Table 6.22 Counters to Monitor Interrupts and Deferred Procedure Calls

Object\Counter Value


The rate, in average number of interrupts in incidents per second, at which the processor received and serviced hardware interrupts. It does not include deferred procedure calls, which are counted separately.

Processor\% DPC Time

The percentage of time that the processor spent receiving and servicing deferred procedure calls during the sample interval. Deferred procedure calls are interrupts that run at a lower priority than standard interrupts.

The value of the Processor\Interrupts/sec counter is an indirect indicator of the activity of devices that generate interrupts, such as the system clock, the mouse, disk drivers, data communication lines, network adapters, and other peripheral devices. These devices normally interrupt the processor when they have completed a task or require attention, suspending normal thread execution. The system clock typically interrupts the processor every 10 milliseconds, creating a background of interrupt activity.

Use the Processor\Interrupts/sec and Processor\% DPC Time counters to determine how much time the processor is spending on interrupts and deferred procedure calls. These two factors can be another source of load on the processor. Client requests can be a major cause of interrupts and deferred procedure calls. Some new network adapters include interrupt moderation, which accumulates interrupts in a buffer when the level of interrupts becomes too high.

Optimizing Thread Values

By default, the IIS 6.0 process creates as many as four threads per processor. IIS 6.0 continually adjusts the number of threads in its process in response to server activity. For most systems, this tuning is sufficient to maintain the optimum number of threads, but you can change the maximum number of threads per processor if your system requires this. If the threads in the IIS 6.0 process appear to be overworked or underutilized, consider these tuning strategies:

  • If nearly all of the threads of the IIS 6.0 process are busy nearly all of the time, and the processors are at or near their maximum capacity, consider distributing the workload among more servers. You can also add processors.
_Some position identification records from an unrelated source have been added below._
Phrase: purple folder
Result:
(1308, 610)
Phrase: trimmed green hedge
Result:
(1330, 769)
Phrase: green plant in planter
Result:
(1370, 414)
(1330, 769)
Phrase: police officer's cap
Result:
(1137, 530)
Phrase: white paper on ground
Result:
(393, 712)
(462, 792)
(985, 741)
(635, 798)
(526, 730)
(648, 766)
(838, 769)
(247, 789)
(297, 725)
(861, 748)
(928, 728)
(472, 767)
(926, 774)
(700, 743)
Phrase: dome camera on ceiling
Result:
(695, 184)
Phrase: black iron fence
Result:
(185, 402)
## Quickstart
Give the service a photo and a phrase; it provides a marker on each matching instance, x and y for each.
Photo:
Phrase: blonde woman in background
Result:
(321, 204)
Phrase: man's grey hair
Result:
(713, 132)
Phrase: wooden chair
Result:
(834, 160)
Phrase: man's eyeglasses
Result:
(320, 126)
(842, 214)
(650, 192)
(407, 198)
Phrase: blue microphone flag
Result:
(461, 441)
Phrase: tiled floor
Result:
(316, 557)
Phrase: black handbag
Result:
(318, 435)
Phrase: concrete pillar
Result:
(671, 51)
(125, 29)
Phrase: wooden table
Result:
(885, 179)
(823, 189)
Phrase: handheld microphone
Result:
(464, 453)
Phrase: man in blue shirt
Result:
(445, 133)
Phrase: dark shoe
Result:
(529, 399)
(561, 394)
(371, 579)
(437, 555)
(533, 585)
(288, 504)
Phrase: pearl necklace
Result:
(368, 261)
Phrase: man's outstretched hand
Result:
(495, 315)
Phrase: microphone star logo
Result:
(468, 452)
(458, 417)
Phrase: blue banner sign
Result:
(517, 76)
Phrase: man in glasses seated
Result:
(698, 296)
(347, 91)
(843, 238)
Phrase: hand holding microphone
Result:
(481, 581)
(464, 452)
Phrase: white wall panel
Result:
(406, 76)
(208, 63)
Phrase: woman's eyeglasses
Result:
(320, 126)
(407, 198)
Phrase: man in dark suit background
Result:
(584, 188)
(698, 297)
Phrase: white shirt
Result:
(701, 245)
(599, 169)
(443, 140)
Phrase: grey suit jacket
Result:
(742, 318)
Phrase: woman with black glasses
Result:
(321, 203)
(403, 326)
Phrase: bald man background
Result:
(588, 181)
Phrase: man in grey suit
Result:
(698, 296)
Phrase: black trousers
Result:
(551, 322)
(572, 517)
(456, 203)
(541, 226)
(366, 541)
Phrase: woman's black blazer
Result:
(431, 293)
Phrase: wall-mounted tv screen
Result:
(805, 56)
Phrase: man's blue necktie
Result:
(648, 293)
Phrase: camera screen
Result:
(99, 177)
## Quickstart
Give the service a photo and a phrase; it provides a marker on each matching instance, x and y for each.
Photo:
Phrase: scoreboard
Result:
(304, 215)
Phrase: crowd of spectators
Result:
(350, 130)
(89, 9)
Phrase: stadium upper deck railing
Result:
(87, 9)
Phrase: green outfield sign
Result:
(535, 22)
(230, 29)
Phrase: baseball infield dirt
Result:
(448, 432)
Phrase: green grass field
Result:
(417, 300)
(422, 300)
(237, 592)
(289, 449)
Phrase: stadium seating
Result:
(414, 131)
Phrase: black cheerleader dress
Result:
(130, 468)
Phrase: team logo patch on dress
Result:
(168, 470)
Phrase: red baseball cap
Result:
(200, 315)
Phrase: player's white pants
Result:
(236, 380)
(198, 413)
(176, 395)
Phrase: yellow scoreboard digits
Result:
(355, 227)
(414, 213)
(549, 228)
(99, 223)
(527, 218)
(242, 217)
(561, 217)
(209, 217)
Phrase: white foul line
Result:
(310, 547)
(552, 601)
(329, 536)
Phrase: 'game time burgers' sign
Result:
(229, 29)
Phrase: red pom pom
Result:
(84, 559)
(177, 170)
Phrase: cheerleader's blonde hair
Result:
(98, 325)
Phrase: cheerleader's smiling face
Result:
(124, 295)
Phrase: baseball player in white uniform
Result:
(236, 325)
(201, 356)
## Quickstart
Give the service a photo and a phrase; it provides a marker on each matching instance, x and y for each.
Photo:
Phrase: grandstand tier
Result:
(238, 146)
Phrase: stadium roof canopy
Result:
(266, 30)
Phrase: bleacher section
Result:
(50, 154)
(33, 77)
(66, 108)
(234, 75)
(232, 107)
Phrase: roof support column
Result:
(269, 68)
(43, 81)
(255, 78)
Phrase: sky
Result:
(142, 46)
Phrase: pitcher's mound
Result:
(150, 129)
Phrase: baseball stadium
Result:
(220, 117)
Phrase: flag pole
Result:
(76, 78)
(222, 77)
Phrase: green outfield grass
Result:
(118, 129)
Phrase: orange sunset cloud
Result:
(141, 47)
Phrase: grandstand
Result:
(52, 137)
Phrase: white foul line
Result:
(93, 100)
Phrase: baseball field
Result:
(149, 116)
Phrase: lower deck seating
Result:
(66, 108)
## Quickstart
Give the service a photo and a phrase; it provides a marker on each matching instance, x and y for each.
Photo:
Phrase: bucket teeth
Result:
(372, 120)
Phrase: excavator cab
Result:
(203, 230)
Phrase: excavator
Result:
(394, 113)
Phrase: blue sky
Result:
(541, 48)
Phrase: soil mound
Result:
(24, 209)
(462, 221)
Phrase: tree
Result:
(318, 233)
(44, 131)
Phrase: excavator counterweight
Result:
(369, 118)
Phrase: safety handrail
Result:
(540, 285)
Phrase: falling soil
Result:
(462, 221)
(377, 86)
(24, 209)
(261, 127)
  • If nearly all threads appear busy, but the processors are not always active, consider increasing the maximum number of threads per processor. Do not increase the maximum number of threads unless you have processors with excess capacity. More threads on the same number of processors cause more interrupts and context switches, and result in less processor time per thread.

To adjust the maximum number of threads in the IIS 6.0 service process, use a registry editor to add the MaxPoolThreads entry to the following registry path:



Do not edit the registry unless you have no alternative. The registry editor bypasses standard safeguards, allowing settings that can damage your system, or even require you to reinstall Windows. If you must edit the registry, back it up first and see Registry Reference.

The MaxPoolThreads entry is calculated in units of threads per processor. Do not set this value below 2 or above 20. You can try setting the MaxPoolThreads entry to a higher value if back-end latency is higher; set the entry to a lower value for applications that are CPU-intensive. Continue monitoring the system carefully to make sure that changing the number of threads allowed achieves the effect that you want.